Все романы Достоевского — это сюжет о русской судьбе, о предназначении России, о том, что будет с ней, какова ее физическая и духовная природа. Эти вопросы до сих пор открыты. Чехов писал Суворину, что русская литература не отвечает ни на какие вопросы, а все ее значение в том, что она их правильно ставит. Отвечаем уже мы сами.
Время сдирания кож
— Что было бы, если бы Достоевский жил в наше время?
— Не думаю, что он на что-то смотрел бы иначе. Да, он был кровно связан со своим временем, но во многом предвидел наше. В "Дневниках писателя" он описывает такую ситуацию: идет Балканская война, и где-то турки сдирают кожу с живых людей. "А у нас тут все хорошо, мы гуляем по Невскому проспекту. Но если бы все так обернулось, мы еще не знаем, что в известных обстоятельствах найдутся сдиратели среди нас, да еще из самых веселых. И неизвестно, среди кого мы окажемся — среди сдираемых или среди сдирателей. И, может быть, у нас все хорошо пока, потому что здесь городовой стоит, и не сдирают кожи".
Достоевский предвидел, что возможны эти ужасы, которые наступили в XX веке, когда началось массовое сдирание кож. У него было предчувствие страшного времени, предчувствие катастрофы. За несколько лет до смерти Федор Михайлович говорил: "Россия стоит на какой-то окончательной точке, колеблясь над бездной". Надо сказать, что это вообще статическое состояние России — колебаться над бездной. И Достоевский уловил его.
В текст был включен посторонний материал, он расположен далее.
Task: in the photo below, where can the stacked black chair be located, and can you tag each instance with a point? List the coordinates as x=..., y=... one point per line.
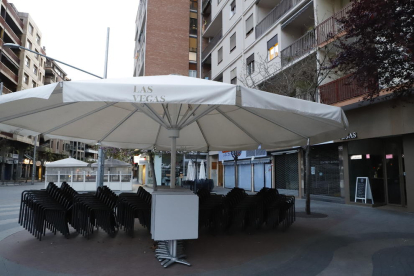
x=279, y=209
x=131, y=206
x=44, y=209
x=210, y=210
x=97, y=210
x=240, y=211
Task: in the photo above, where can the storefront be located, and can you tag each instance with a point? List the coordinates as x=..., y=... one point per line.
x=380, y=148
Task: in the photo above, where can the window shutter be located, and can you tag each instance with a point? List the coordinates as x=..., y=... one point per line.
x=249, y=24
x=220, y=54
x=250, y=59
x=233, y=41
x=272, y=42
x=233, y=73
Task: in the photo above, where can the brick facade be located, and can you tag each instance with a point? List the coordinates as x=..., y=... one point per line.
x=167, y=44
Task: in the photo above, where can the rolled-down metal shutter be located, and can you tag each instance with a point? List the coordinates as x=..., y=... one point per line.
x=287, y=175
x=259, y=176
x=245, y=176
x=229, y=176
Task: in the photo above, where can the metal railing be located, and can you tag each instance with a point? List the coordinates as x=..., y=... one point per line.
x=207, y=75
x=10, y=31
x=274, y=15
x=8, y=72
x=299, y=48
x=6, y=90
x=193, y=5
x=206, y=22
x=339, y=90
x=13, y=14
x=212, y=43
x=205, y=3
x=11, y=54
x=330, y=28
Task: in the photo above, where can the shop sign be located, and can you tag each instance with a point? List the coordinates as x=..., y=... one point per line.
x=352, y=135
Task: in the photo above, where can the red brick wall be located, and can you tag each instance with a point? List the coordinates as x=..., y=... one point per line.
x=167, y=37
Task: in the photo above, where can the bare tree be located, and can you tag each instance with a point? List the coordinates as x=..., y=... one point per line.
x=294, y=77
x=299, y=78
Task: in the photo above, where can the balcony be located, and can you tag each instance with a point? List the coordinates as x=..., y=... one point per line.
x=13, y=14
x=299, y=48
x=10, y=32
x=274, y=15
x=340, y=90
x=193, y=5
x=11, y=54
x=207, y=75
x=6, y=90
x=5, y=70
x=213, y=42
x=331, y=28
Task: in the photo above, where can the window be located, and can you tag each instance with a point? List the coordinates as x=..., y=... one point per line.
x=220, y=55
x=37, y=56
x=232, y=8
x=232, y=42
x=249, y=25
x=192, y=73
x=273, y=48
x=30, y=29
x=27, y=62
x=233, y=76
x=193, y=23
x=192, y=56
x=193, y=44
x=250, y=64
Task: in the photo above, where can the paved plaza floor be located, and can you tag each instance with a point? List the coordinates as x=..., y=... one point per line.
x=349, y=240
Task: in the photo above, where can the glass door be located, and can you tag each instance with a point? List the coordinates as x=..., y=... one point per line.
x=395, y=183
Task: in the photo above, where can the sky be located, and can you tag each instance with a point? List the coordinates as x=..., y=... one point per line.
x=75, y=31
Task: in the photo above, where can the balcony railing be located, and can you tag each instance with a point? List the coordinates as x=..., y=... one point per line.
x=205, y=3
x=212, y=43
x=11, y=54
x=299, y=48
x=10, y=31
x=6, y=90
x=207, y=75
x=340, y=90
x=193, y=5
x=13, y=14
x=330, y=28
x=8, y=72
x=274, y=15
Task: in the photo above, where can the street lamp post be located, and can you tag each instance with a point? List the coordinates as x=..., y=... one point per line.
x=16, y=46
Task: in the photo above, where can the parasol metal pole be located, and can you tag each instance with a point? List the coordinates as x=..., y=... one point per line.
x=101, y=158
x=34, y=160
x=173, y=134
x=208, y=163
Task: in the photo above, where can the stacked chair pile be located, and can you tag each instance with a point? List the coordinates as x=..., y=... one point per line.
x=90, y=210
x=240, y=211
x=131, y=206
x=44, y=209
x=55, y=207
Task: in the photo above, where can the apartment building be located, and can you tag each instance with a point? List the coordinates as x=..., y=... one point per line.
x=238, y=36
x=166, y=38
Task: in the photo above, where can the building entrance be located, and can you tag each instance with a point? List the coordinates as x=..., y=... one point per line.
x=382, y=161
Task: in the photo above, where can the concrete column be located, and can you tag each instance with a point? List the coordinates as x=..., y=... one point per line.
x=346, y=172
x=408, y=146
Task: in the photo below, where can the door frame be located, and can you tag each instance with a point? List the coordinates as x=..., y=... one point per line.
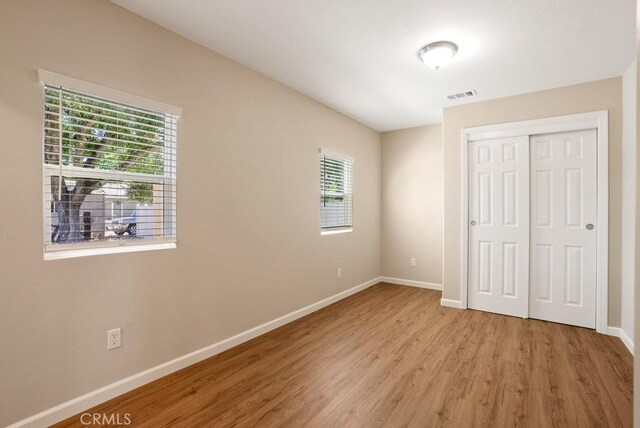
x=574, y=122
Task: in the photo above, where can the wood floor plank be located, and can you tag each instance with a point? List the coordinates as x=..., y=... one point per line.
x=392, y=356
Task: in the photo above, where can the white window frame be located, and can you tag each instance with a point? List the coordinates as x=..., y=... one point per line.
x=63, y=251
x=346, y=229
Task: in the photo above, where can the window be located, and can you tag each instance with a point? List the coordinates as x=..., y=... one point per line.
x=109, y=171
x=336, y=194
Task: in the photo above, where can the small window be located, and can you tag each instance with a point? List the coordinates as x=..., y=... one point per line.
x=109, y=174
x=336, y=194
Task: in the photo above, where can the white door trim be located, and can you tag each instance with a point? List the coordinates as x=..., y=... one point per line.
x=574, y=122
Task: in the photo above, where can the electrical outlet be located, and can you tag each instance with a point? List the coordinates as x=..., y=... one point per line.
x=114, y=339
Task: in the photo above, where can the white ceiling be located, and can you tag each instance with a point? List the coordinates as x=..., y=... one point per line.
x=360, y=56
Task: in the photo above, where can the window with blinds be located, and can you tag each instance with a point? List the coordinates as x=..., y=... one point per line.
x=336, y=193
x=109, y=172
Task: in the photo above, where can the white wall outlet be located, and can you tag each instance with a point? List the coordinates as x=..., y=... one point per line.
x=114, y=339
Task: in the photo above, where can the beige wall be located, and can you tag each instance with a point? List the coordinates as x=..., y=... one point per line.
x=600, y=95
x=412, y=203
x=249, y=248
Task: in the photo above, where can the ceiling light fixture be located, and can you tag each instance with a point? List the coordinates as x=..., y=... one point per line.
x=438, y=54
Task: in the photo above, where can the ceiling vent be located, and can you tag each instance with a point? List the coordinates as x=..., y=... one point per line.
x=466, y=94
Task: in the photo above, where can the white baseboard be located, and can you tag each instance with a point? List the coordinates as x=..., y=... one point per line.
x=451, y=303
x=100, y=395
x=618, y=332
x=411, y=283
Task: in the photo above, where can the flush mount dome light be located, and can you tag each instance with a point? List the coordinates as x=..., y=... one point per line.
x=438, y=54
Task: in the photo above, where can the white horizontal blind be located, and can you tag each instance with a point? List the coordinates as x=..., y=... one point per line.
x=109, y=172
x=336, y=192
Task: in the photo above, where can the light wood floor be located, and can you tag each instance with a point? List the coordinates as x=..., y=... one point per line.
x=392, y=356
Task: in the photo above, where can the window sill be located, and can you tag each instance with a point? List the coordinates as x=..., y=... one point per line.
x=336, y=231
x=96, y=251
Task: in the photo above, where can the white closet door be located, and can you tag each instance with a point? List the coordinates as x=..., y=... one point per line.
x=563, y=228
x=499, y=226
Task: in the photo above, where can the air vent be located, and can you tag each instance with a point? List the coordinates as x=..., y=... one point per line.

— А какие-то детали он предвидел?
— Прямо как в сегодняшний день смотрел…
— Он подозревал тогдашний русский либерализм в корпоративном духе, в следовании только своим интересам, в отъединенности от народных нужд. Поэтому я думаю, что, если бы Достоевского перенесли в наше время, он бы с горестным изумлением убедился: многие его предчувствия оправдались, человек не стал лучше за этот век, не стал благороднее, нравственнее. Наоборот — многие вещи, которые он видел в человеке, цветут пышным цветом.
— И даже разрослись…
— Если раньше эти явления были угрозой для существования отдельного человека, то сейчас это угроза нации и миру. Вот о чем он писал — о том, что зло принимает глобальный характер.
Спасительная красота
— А что спасет? Красота?
— Заезженную фразу "Красота спасет мир" повторяют очень часто. У Достоевского в записной тетради немножко по-другому: "Мир красотой спасется". Это не значит, что красота сама по себе, автоматически, спасет мир. Тут подразумевается огромное волевое усилие самого человека. Он может спастись красотой, если приложит для этого максимальные усилия. Тут нужен колоссальный душевный труд, нужно постичь красоту, чтобы ей спастись.
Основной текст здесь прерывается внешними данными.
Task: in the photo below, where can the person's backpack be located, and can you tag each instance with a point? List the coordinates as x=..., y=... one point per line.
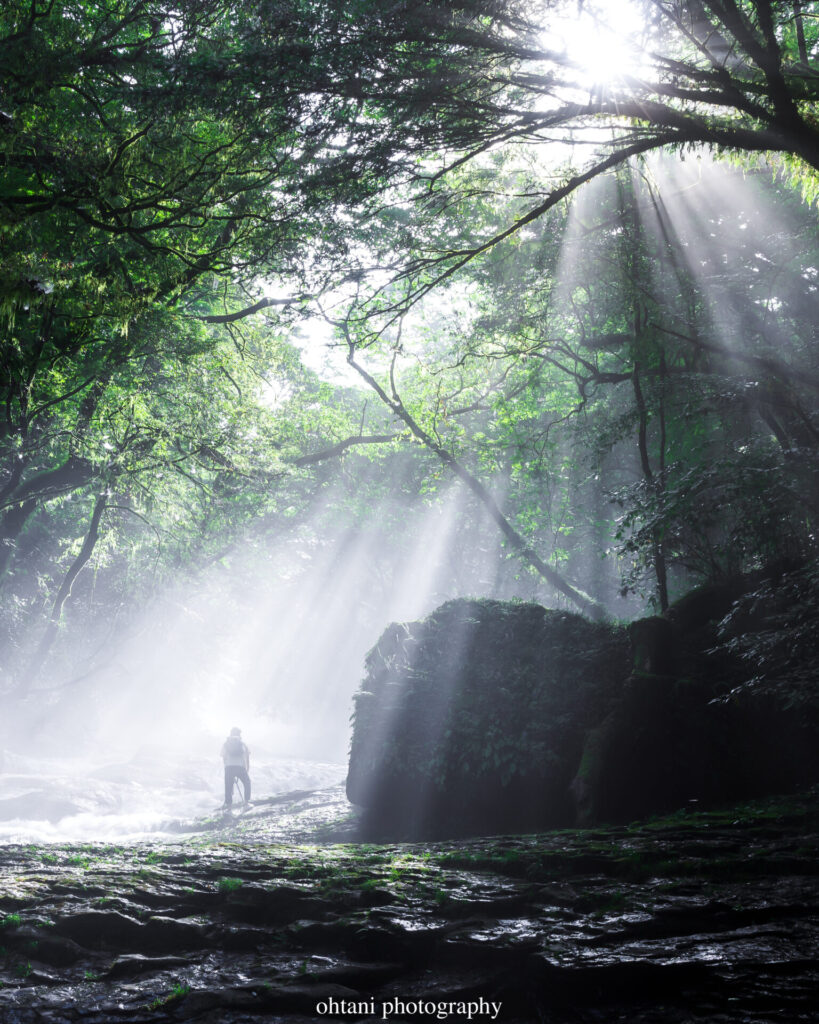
x=233, y=747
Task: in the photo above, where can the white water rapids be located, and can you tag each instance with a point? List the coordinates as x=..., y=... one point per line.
x=94, y=799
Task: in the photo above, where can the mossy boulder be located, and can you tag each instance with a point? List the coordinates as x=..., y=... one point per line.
x=475, y=718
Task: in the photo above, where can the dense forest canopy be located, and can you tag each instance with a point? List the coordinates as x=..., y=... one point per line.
x=584, y=289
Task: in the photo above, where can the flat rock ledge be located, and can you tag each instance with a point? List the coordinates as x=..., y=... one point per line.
x=701, y=916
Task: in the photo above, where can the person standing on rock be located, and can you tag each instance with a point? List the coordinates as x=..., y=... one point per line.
x=236, y=765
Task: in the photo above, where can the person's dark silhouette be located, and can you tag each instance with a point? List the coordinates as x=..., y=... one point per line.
x=236, y=765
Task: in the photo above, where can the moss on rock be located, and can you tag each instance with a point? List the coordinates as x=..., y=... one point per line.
x=475, y=718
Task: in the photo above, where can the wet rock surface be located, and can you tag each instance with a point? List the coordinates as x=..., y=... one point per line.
x=275, y=913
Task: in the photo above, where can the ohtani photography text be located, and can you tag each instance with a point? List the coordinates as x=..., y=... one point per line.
x=387, y=1009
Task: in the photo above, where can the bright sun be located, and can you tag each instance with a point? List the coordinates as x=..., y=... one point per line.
x=599, y=39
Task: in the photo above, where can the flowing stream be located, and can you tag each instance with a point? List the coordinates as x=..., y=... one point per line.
x=143, y=796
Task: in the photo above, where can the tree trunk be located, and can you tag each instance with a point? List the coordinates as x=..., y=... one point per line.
x=63, y=593
x=554, y=579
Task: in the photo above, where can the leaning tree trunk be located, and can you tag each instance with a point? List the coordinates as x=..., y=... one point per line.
x=50, y=635
x=554, y=579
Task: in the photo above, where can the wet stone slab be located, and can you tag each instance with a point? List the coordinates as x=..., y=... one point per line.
x=703, y=918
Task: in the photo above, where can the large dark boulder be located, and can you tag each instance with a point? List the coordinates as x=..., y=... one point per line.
x=474, y=719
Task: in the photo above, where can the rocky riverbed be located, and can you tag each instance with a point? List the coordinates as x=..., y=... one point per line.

Сейчас идут споры по поводу того, надо оставлять классику в школьной программе или нет. Ну а куда мы денемся? Классика важнее, чем нефть, уголь, природные ресурсы. Это ментальная база, на которой выросла нация. Вычти из истории России литературное наследие — будет совершенно другая страна.
Живее всех живых
— Влился бы, по-вашему, Достоевский, живи он сейчас, в современный литературный процесс?
— Он бы с некоторым удивлением увидел, что многие его художественные и идеологические открытия работают в современной прозе и даже поэзии. Думаю, он с интересом посмотрел бы на современную словесность. Хотя Дмитрий Быков считает его, например, мягко говоря, нехорошим писателем.
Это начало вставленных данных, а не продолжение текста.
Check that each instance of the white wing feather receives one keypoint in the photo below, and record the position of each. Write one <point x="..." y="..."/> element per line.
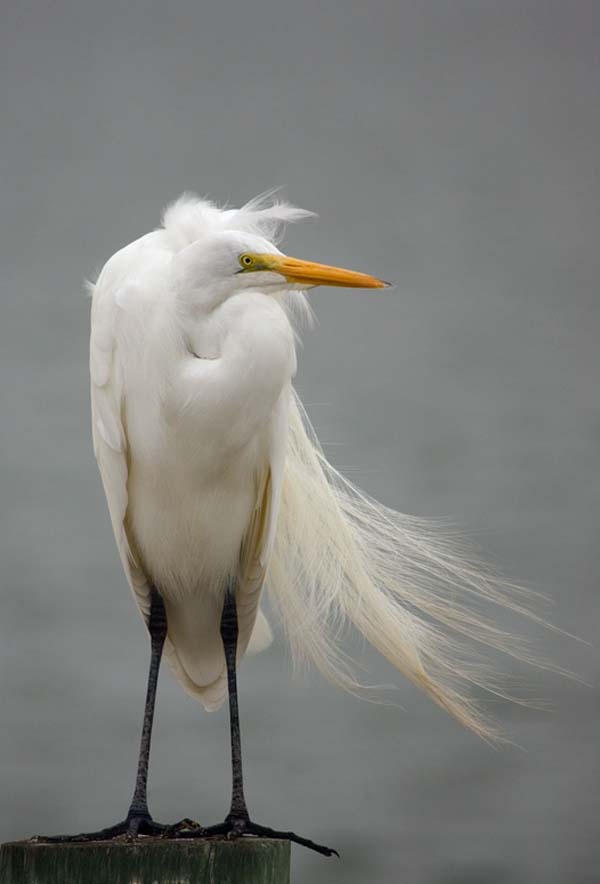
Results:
<point x="109" y="306"/>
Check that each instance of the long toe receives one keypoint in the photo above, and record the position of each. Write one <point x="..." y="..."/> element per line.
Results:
<point x="241" y="828"/>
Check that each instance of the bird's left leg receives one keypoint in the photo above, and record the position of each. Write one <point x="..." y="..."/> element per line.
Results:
<point x="237" y="823"/>
<point x="138" y="820"/>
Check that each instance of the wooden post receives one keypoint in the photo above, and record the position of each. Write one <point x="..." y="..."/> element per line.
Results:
<point x="152" y="861"/>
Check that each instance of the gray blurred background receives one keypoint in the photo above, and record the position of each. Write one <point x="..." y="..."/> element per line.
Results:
<point x="449" y="146"/>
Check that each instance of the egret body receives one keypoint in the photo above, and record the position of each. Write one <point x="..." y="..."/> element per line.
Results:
<point x="216" y="485"/>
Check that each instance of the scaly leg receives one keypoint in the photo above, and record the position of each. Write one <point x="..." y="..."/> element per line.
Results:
<point x="237" y="823"/>
<point x="138" y="820"/>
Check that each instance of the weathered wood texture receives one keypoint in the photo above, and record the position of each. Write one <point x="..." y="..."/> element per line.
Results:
<point x="243" y="861"/>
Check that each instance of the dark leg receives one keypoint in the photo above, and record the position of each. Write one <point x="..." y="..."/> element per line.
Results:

— А смог бы он напечататься или писал бы в стол?
— Если Достоевский сейчас отправился бы в какой-нибудь современный журнал, например, с рассказом «Бобок», его бы, скорее всего, напечатали. Потому что в этом рассказе чернуха (по современным понятиям). А вот "Братьев Карамазовых" вряд ли напечатали бы — слишком большой текст непонятно о чем.
— Вроде детектив, а вроде и нет…
— Да. И, конечно, колоссальный объем. Но это — лучший роман. Надо сказать, что вообще русский роман завершился на "Братьях Карамазовых". А раздробленная чеховская проза — это реакция на русский роман.
— "Бесы" Достоевского остались в прошлом столетии? Или им предстоит воскреснуть?
Боюсь, к сожалению или к счастью, что XXI век тоже будет веком Достоевского. Поэтому он живее всех живых. У него не мертвые тексты, не мертвое наследие. И от того, как мы освоим и поймем его, зависит наше будущее.